The surgical treatment of isthmocele aims to avoid retention of menstrual blood at the level of the defect, eliminating post-menstrual spotting pattern and its consequences. The hysteroscopic approach is a symptomatic treatment, while laparoscopic or vaginal treatment aims to repair the defect, so are considered a restorative treatment. As a general rule, it is accepted that in cases in which the residual myometrium thickness at the level of the isthmocele is greater than 3 mm, the hysteroscopic approach is an adequate and safe option.

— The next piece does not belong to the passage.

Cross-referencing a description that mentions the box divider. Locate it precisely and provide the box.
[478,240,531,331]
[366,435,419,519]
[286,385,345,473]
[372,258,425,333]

However, if the endometrial thickness at this level is less than 3 mm, the laparoscopic approach should be preferred because of the risk of uterine perforation and allows to restore the uterine wall at that level.
After surgical treatment, a new questions arise, such as whether a spontaneous vaginal delivery is safe after the completion of the isthmoplasty. The recommendation of the Global Congress of Hysteroscopy Research Committee is the to perform an elective cesarean section no later than week 38 of gestation due to the risk of uterine rupture.
It is important to bear in mind that post-menstrual bleeding in patients with a previous caesarean section may be related to the presence of an isthmocele and that they can also cause secondary infertility. It is also important to remember that the only treatment of this condition is surgical and that hormonal treatments do not solve the problem.